The number of students at school A is 240% of the number of students at school B, but only 60% of the number of students at school C. What could the number of students at each school be?

RP#4: Order of Operations

To win a free trip, the following skill-testing question must be answered correctly:

−3 x (−4) + (−18) ÷ 6 – (−5). The contest organizers say that the answer is +4.

Write a note to the organizers explaining why there is a problem with their solution.

RP#5: Ratio and Proportion

During a heavy rain storm, 40 mm of rain fell in 30 minutes. How much rain would you expect to fall in one hour? In three hours? What assumptions are you making?

Problem Solving and Learning Explorations

PS/LE#1: Solving Equations

Examine the graph below about pizza prices. Answer the questions and complete the table of values.

PS/LE#2: Solve Me Mobiles

Imagine a mobile made up of strings, sticks and shapes. The strings and sticks are weightless but the shapes have weight. The total weight of the mobile is shown on top. Your goal is to figure out the weight the shapes must be to keep the mobile in balance.

Project Learning

Pulse Rates

Key Questions: How steady is your pulse rate? When you alter your activity how much does your pulse rate change?

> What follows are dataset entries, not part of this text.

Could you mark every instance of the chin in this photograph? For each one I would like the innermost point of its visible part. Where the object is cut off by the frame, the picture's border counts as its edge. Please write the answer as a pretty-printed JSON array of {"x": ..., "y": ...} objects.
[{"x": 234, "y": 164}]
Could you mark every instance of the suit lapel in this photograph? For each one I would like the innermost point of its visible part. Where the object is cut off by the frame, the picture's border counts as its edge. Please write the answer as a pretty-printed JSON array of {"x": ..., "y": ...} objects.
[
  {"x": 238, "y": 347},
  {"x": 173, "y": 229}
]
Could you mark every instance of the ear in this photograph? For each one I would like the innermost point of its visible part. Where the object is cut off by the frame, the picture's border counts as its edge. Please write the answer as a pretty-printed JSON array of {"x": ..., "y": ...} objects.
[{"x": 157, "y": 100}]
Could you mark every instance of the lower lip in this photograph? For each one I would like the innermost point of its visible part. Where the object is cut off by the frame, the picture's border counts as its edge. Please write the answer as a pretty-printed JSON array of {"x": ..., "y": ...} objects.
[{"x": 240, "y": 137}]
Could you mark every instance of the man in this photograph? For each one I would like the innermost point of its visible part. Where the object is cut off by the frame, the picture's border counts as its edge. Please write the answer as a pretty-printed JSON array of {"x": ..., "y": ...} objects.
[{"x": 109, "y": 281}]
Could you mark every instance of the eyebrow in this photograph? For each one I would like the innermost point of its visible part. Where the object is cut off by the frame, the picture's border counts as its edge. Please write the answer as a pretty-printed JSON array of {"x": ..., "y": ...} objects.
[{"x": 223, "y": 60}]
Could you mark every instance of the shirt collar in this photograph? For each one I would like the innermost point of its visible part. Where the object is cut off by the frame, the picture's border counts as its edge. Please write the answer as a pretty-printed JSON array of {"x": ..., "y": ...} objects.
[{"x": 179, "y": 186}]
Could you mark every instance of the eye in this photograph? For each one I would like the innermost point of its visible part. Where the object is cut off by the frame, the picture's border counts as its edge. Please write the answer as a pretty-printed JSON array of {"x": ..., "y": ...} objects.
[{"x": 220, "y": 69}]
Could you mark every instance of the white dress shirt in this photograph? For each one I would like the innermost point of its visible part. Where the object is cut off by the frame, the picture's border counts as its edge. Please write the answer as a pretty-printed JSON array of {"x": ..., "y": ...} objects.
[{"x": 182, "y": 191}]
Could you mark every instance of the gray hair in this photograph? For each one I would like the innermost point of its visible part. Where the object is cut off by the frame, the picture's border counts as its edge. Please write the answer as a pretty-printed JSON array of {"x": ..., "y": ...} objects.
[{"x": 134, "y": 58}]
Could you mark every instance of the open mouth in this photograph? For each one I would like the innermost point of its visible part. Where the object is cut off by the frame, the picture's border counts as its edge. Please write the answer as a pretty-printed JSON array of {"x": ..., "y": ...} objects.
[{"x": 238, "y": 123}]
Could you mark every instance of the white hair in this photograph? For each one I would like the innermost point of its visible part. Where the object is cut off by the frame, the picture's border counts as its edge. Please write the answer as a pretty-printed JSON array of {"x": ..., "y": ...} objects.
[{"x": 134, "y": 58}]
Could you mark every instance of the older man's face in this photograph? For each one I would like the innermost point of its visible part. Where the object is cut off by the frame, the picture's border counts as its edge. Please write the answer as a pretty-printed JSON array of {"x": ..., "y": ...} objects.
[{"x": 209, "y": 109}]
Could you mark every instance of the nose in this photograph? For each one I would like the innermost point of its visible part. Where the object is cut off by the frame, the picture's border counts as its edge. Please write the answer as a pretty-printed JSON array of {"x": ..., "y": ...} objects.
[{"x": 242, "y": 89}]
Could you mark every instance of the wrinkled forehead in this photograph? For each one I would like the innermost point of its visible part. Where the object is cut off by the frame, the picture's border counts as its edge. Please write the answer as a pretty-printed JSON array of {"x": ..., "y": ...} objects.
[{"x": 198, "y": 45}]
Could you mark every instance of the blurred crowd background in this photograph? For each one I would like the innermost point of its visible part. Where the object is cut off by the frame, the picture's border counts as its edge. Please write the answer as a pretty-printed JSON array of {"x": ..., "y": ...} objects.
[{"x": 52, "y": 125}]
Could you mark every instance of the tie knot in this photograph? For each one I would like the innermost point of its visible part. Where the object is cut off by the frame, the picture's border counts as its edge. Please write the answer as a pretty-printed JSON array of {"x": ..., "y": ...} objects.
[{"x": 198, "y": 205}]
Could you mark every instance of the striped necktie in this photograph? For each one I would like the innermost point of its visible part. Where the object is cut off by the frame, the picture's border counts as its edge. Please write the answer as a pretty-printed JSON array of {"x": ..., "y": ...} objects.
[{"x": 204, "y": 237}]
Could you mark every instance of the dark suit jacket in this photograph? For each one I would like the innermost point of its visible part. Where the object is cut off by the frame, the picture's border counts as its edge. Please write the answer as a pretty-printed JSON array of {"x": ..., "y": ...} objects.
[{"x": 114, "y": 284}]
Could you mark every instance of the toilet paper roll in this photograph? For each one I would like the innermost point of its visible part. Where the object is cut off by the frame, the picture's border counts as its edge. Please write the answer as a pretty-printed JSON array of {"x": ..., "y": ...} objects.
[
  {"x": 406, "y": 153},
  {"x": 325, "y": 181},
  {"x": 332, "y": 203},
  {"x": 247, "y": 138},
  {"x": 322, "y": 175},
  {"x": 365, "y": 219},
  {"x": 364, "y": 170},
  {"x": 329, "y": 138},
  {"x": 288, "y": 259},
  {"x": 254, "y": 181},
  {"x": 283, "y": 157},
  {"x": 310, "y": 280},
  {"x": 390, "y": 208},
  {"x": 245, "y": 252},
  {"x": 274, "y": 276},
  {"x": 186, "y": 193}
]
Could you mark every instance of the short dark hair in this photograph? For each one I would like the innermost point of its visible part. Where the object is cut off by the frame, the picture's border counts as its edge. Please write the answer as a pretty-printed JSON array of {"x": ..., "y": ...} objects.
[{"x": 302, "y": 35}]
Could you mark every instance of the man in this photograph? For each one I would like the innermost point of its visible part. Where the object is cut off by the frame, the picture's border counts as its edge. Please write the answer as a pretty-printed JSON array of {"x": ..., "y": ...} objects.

A pulse rate is the relationship of heart beats to time. It is typically recorded in beats per minute. The pulse rate is a function of the rate of respirations (breathing) taking place in the body. The rate is low when the body is at rest and is elevated (higher) when a person is active.

For this activity, you are going to need a watch, a clock or some sort of timer that displays seconds, a piece of paper and something to write with. You are also going to need to find your pulse. To find your pulse, put your middle and pointer finger across your neck from under your ear to your throat just below your jaw.

Procedure: While you are seated, record your pulse every 10 seconds for one minute. What patterns do you notice? Transfer your data for your sitting pulse rate into the table and then graph it. What pattern do you see in the graph and how does it relate to your data in the table?

Next, you are going to record your pulse rate again, but this time you need to be moving (You can walk, dance, move your arms, etc…) Transfer your data for your moving pulse rate into the table and then graph it. What pattern do you see in the graph and how does it relate to your data in the table?

How do the differences between sitting and moving data show up in the table and the graph?Describe a few methods you could use to find your pulse rate per minute.

Extension: How many times do you think your heart beats in a day, a month, a lifetime?

Grade 9 Numeracy

Learning Intentions

I am reinforcing, and applying my math skills. I know I got it when I…

• use calculations to simplify expressions

• use my proportional reasoning and algebraic reasoning skills to solve problems

Mental Mathematics

MM#1: Open Middle

Using the numbers 1-20, using each number once, fill in the boxes to create equivalent expressions.

MM#2: Simplifying Expressions

Simplify the following expressions. Calculate mentally where possible. Then order the answers from least to greatest.

Project Learning

Nova Scotia Flooring - Continued from week 2 flyer

Last week you examined the floor plan for a new school. You created simplified algebraic expressions for the total area of the floor to be tiled and the perimeter of the school. This week, you will use your work from last week to complete the next two parts of the project.

The owners of the building have decided to use a measurement of x = 10.5 meters. Use this to complete all remaining questions.

PART B:

1. Calculate the total area that would be tiled given this measurement.

2. Calculate the perimeter of the building given this measurement.

PART C:

1. Nova Scotia Flooring charges $12 per square meter for installation. What will be the total cost for the installation?

2. Each tile measures 30 cm x 30 cm and costs $3.00. What is the minimum number of tiles you would need to buy to cover the floor?

3. Determine the total price for the tiles, installation and tax that Nova Scotia Flooring would charge to do the work.

Did the total cost of the flooring surprise you? Why or why not?